MODELING UNCERTAINTY FOR SAFER COOPERATIVE MOBILITY SIMULATIONS
Modeling Uncertainty for Safer Cooperative Mobility Simulations investigates how uncertainty in communication, positioning, and sensing influences traffic simulation results. Real-world mobility systems are affected by delays, signal loss, and positioning errors that are often idealized or omitted in current simulations. By introducing and quantifying these uncertainties, the project aims to improve the realism and safety relevance of mobility simulations.
This is particularly important for evaluating cooperative systems such as Cooperative Adaptive Cruise Control (CACC) and Green Light Optimal Speed Assist (GLOSA), where small deviations in timing or location can significantly impact vehicle behavior and safety margins. The overarching goal is to establish a structured approach for incorporating uncertainty models into traffic simulations, enabling more accurate safety assessments and scenario design for connected vehicle research.

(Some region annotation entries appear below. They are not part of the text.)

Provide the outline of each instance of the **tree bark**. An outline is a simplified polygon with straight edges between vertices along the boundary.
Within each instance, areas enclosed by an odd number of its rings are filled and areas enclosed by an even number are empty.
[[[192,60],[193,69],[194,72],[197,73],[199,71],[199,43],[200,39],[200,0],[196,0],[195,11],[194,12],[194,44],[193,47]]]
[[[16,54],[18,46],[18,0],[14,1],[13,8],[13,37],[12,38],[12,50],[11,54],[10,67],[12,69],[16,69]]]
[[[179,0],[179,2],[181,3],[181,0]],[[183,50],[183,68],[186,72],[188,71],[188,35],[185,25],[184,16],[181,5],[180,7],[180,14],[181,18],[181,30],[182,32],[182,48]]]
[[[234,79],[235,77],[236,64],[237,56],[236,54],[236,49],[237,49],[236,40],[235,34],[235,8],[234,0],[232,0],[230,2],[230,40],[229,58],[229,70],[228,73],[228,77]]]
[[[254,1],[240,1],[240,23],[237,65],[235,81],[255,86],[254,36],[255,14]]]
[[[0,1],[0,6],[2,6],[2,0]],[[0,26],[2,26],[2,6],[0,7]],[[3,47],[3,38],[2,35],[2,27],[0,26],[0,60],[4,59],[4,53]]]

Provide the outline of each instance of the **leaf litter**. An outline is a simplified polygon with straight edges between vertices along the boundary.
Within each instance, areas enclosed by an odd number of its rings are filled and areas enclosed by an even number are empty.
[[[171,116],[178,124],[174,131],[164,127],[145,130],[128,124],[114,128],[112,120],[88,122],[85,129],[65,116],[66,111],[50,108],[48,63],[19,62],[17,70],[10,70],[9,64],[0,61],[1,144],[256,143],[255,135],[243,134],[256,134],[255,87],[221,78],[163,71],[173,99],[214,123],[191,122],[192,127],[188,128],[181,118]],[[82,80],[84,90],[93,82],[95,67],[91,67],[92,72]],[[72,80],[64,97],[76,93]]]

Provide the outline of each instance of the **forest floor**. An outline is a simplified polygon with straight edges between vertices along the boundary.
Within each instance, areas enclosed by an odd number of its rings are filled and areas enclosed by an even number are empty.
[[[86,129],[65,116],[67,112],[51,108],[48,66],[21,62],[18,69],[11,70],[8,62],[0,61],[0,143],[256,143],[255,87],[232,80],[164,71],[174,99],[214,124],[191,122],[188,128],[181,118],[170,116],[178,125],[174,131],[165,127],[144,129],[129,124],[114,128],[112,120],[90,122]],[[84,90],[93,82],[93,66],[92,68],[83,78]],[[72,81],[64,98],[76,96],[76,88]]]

The work includes a review of the state of the art, identification of key uncertainty parameters and traffic performance metrics, implementation of simplified uncertainty modules, and exploration of representative traffic scenarios. The pre-study will deliver a catalogue of uncertainty factors, a prototype implementation, and a final report summarizing methods and findings.
In the longer term, these results will serve as the basis for large-scale simulation studies that connect communication performance, positioning reliability, and vehicle control strategies to safety outcomes. Improved modeling of uncertainty will allow future projects to better assess how realistic data imperfections affect cooperative driving and system validation.